As Fisher and Corrigan emphasize, it is difficult to imagine systemic remedies without a platform for systemic leadership and coordination, which would, of course, require resources. Pure market advocates would likely prefer to set the invisible hand to work, but markets are no more likely on their own to sort out the health care mess than they are to clean the air or produce a literate citizenry. Some combination of public and private action is required.

As sound as they are diagnostically, the Viewpoints by Powers et al and by Fisher and Corrigan go nowhere near far enough as frameworks for real solution. Both strongly encourage cooperation, but, to paraphrase Frost, “something there is” in the US health care world that does not embrace cooperation. Time and again, the nation has witnessed not the growth of cooperative solutions to health, but their stalling and, too often, their demise. Promising collaborative projects have come and gone, but none has produced yet the durable, extensive improvements in cost and health that the United States needs.

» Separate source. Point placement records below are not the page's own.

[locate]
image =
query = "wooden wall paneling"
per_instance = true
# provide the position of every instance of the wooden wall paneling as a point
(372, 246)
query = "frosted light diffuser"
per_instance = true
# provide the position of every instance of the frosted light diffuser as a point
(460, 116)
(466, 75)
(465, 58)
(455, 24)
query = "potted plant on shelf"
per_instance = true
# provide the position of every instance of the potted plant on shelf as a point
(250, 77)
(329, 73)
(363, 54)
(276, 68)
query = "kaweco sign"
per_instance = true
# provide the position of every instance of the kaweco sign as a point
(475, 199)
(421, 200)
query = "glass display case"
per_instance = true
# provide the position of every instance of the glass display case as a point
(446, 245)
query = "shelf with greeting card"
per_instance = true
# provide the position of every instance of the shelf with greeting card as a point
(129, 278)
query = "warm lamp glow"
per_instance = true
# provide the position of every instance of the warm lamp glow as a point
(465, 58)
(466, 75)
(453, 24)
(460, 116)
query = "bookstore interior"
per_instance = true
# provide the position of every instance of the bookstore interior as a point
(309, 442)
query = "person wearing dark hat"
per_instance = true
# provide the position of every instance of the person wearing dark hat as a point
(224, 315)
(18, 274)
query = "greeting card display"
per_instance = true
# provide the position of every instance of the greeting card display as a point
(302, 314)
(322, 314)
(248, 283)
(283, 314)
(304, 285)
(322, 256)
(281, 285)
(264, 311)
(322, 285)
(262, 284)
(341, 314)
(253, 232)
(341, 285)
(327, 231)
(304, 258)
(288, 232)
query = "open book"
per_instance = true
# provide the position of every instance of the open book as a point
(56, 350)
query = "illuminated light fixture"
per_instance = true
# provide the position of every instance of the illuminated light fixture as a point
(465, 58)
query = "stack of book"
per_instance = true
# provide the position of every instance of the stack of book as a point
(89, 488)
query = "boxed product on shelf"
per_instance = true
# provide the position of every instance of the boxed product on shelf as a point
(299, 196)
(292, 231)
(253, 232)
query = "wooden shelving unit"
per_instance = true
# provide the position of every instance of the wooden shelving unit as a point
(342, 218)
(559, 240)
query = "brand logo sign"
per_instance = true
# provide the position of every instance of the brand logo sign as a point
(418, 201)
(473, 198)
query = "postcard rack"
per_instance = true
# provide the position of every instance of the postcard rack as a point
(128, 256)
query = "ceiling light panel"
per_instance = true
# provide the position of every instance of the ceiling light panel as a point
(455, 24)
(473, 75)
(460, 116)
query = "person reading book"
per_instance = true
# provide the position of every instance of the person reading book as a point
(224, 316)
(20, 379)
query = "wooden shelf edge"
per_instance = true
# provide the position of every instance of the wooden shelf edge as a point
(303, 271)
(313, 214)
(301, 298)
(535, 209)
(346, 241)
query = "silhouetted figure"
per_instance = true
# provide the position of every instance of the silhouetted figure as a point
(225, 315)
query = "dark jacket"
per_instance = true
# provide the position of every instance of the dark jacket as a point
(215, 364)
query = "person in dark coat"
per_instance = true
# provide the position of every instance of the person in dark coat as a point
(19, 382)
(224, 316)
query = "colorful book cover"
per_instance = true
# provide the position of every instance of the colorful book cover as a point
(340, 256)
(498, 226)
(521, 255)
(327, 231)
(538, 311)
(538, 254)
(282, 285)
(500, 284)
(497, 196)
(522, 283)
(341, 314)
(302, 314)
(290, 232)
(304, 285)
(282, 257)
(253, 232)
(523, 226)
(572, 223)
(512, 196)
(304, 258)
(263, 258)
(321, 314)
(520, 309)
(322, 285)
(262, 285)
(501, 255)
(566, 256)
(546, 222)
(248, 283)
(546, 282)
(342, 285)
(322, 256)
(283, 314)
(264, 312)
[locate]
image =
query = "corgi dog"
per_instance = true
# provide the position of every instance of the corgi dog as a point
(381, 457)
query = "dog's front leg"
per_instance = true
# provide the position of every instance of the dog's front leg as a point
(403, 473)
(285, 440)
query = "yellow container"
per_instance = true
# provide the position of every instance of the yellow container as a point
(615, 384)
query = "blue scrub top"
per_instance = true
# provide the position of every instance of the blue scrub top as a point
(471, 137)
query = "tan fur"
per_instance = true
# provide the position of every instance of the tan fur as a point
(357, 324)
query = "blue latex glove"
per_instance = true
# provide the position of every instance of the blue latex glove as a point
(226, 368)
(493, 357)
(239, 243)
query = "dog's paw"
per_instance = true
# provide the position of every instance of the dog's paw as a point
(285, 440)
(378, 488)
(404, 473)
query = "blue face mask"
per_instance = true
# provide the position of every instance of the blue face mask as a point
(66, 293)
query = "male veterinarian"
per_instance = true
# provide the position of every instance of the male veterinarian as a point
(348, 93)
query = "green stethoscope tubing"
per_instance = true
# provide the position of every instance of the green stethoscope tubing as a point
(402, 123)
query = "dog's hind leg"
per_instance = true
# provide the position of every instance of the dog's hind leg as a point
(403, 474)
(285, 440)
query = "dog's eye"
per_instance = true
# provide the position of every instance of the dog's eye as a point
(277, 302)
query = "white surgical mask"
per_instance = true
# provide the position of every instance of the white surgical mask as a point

Current examples offer continuing hope, such as the Washington Health Alliance, the Common Table Health Alliance in Greater Memphis, Tennessee, and 14 other communities also engaged in the Aligning Forces for Quality program of the Robert Wood Johnson Foundation. However, to be frank, and keeping in mind the enormous gaps in performance that Fuchs reiterates, not a single community in the nation has yet come close to the scale of improvement in health, health care, and per-capita cost that ought, in theory, to be achievable.

So, what to do next? Probably, as the Viewpoints by Powers et al and by Fisher and Corrigan imply, this is a time for local and regional action, rather than national. The political atmosphere in Washington, DC, is too unfavorable for the needed bold goals, systemic dialogue, and cooperative problem solving. Recently, Martin et al have tried to make a case for health care leaders’ moving consciously from strategies of leverage (maximizing influence) to strategies of cooperation. That requires establishing shared goals for the system as a whole, building trust among stakeholders, developing new business models, and combining competition and cooperation, rather than relying on one or the other, solely.

But even that is not enough. The conditions for success fully managing the commons that Ostrom discovered are very difficult to achieve among health care leaders with decades of investment in preserving institutional self-interest. The sheer scale of the health care enterprise, even at the level of a single region or city, makes the barriers high.

The antidotes to health care’s confiscation must include something bigger, more forceful. This is the time for mobilization—not just the intellectual mobilization of clever community projects but also the political mobilization that ended the Vietnam war, began to deliver on civil rights, birthed modern feminism, and started down the long road toward equal rights for the LGBT community.

Who can mobilize? It will not be the health care behemoth; it is not evil, but it is too big to change itself. Instead, change will require the collective political will of those   who are losing ground every day to health care’s unbridled confiscation of the future: laborers who want to protect their families, business leaders who want to survive in a competitive economy, a better-informed citizenry who want health, not procedures, and health care professionals who want not the hassles of complexity but work that adds meaning to their lives. Quite frankly, it will require leaders with the courage to take on the factional control that Madison rightly feared.